I'm saying the movie gaffes its premise. I'm meant to feel sorry for a guy who's better looking than I am? It's utterly laughable when he starts whingeing about how no girl will ever make babies with him. Okay maybe he'd get teased a bit in kindergarten but pretty soon he'd have chicks hanging all over him. Hells having a pink heart on his face would probably make girls dig him all the more. If they want me to buy into his angst they need to give him a genuinely revolting deformity, but yeah right, they don't even let fat people in movies.
I'm sorry but it galls my arse. Movies do this all the time; put some glasses on a stunningly beautiful woman and tie her hair up and oh my god she's so ugly, or smear her makeup a bit and have her act quirky and oh no now she's craaaazy! If I were an actual - heaven forbid - unattractive person I think I'd be a bit offended by this production. I mean the movie is perpetuating the very thing it's apparently making a statement about, 'cause it's so not okay to be ugly that an ugly guy can't even be in a movie about an ugly guy.
My god I met this poor kid once...picture the face from a Picasso painting, medieval underbite, novelty gag hillbilly teeth - half of which were black and possibly fizzing, encased in pallid flab and topped with a shock of bright brown oil and dandruff caked hair that instantly conjured an image of shit on white toilet paper. Tom Savini couldn't make an uglier kid. It really wasn't funny either. He wore it. Barely said a word to anyone.
In a movie he'd be played by someone with offbeat good looks, and some Winona Ryder looking chick would find out he had a heart of gold and make with the love, but in the much less heartwarming real world that kid is probably just going to have a rum life. And it's not even society's issue; you absolutely cannot call anyone vain for not wanting to snuggle up to that. There's no one to blame and nothing for it - just the sort of dark sad dismal shit this movie was going for and might have made people think about had it put something more repulsive than the equivalent of a tribal tattoo on the guy's face.
But, if you can suspend disbelief enough to pretend he's not a magazine cover idol it's a decent movie. It's got a slightly surreal vibe as the city descends into anarchy, and the obligatory get more than you bargained for when you deal with the devil business was pretty entertaining. Brutal heart cutting-out murder there. Hey that's like the title.
And it's absolutely cathartic when the kid tears his way out of his old flesh. That's the movie's moment, showing both how desperately he loathes the old life he's sloughing off and the exultaion he feels when he looks into the mirror and sees that his face is finally... EXACTLY THE SAME. Sorry! I'll quit harping on that...eventually.
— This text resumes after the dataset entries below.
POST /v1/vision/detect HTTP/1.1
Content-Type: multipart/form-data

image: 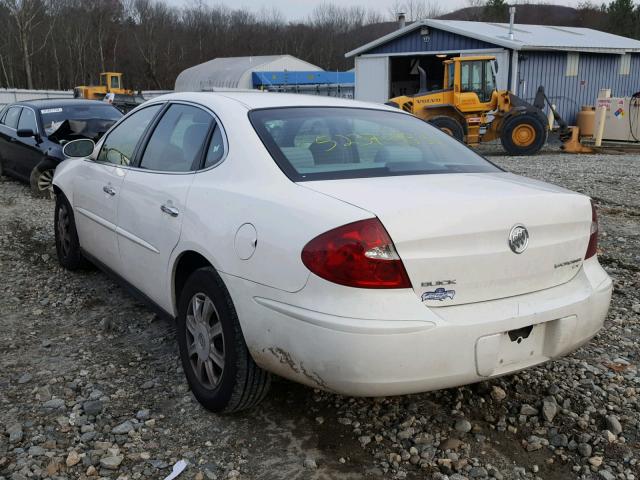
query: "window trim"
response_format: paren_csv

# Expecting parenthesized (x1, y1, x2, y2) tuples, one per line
(128, 100, 229, 175)
(17, 106, 40, 134)
(134, 102, 214, 173)
(94, 102, 166, 167)
(619, 53, 631, 75)
(91, 100, 230, 175)
(566, 52, 579, 77)
(2, 106, 23, 130)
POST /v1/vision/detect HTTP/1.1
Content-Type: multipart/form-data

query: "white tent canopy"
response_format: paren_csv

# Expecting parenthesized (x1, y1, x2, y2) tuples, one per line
(175, 55, 323, 91)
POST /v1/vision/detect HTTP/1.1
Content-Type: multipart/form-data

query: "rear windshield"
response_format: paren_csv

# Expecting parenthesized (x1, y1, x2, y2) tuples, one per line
(40, 104, 122, 136)
(249, 107, 500, 181)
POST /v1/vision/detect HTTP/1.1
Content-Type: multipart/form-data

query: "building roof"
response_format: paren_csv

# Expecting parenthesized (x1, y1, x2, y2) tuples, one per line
(346, 19, 640, 57)
(175, 55, 323, 91)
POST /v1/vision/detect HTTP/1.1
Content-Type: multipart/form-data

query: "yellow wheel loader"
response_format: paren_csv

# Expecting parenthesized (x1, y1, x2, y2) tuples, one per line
(387, 56, 581, 155)
(74, 72, 145, 113)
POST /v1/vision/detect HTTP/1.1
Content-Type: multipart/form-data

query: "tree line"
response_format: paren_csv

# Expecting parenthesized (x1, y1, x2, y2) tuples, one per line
(0, 0, 637, 92)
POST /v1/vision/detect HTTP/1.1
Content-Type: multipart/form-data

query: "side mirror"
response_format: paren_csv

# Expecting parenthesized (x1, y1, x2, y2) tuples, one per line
(63, 138, 95, 158)
(17, 128, 35, 138)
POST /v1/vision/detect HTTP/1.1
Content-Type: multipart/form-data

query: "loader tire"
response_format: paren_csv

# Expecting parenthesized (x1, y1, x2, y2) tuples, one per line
(500, 114, 547, 156)
(428, 116, 464, 142)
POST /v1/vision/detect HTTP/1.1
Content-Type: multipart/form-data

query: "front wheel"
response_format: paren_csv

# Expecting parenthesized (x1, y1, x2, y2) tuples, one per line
(428, 116, 465, 142)
(55, 194, 89, 270)
(500, 114, 547, 156)
(176, 267, 271, 413)
(30, 165, 55, 198)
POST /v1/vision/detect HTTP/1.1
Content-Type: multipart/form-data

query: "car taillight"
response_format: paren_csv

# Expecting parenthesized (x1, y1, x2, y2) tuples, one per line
(301, 218, 411, 289)
(585, 200, 598, 259)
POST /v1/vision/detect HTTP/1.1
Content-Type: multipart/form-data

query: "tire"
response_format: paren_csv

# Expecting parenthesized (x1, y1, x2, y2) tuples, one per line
(428, 116, 465, 142)
(500, 114, 547, 156)
(30, 165, 55, 198)
(176, 267, 271, 413)
(55, 193, 89, 270)
(0, 157, 4, 177)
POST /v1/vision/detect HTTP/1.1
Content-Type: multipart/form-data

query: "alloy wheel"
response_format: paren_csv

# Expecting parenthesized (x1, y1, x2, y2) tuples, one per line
(37, 169, 54, 192)
(185, 293, 225, 390)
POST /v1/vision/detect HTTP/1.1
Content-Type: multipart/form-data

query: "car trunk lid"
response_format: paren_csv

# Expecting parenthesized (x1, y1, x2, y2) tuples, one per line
(302, 172, 592, 307)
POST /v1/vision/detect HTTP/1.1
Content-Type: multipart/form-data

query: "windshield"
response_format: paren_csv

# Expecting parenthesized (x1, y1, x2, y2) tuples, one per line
(249, 107, 500, 181)
(41, 104, 122, 139)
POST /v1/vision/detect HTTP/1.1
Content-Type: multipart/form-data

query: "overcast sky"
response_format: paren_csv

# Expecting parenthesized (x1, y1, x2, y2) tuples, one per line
(165, 0, 583, 21)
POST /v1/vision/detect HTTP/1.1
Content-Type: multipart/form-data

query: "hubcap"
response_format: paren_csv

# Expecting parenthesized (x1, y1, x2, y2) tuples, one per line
(185, 293, 225, 390)
(512, 124, 535, 147)
(37, 169, 54, 192)
(57, 204, 72, 257)
(440, 127, 454, 137)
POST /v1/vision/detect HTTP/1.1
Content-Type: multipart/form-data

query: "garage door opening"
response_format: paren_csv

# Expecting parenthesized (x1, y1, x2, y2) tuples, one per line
(389, 55, 452, 98)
I can dig the ending, where dead flashback dad tells the kid to value his unique perspective and the fantastic and often terrible things he'll see going through life as a total heartthrob. Yeah movie makes it too easy. Really though I do appreciate the sentiment. I don't want to come off like some crazier-than-thou whiner wearing a "you don't know what it's like" badge; everybody has a hard life in one way or another, except maybe the great Ringo Starr, and everybody has a different story, except maybe the people in syfy movies. Being fucked up or hideous or traumatised does not make a person deeper and more interesting than anyone else. But it is true that those who are out on the fringe for whatever reason will experience a few things that most good folks only see dramatised in this sort of fiction. I mean we all like Jodie Foster, but only one of us liked her enough to shoot the president.
So thank you for that movie. Now can I please stop typing about it so I can try to forget I ever saw that kid's shockingly grotesque and abhorrent beauty mark.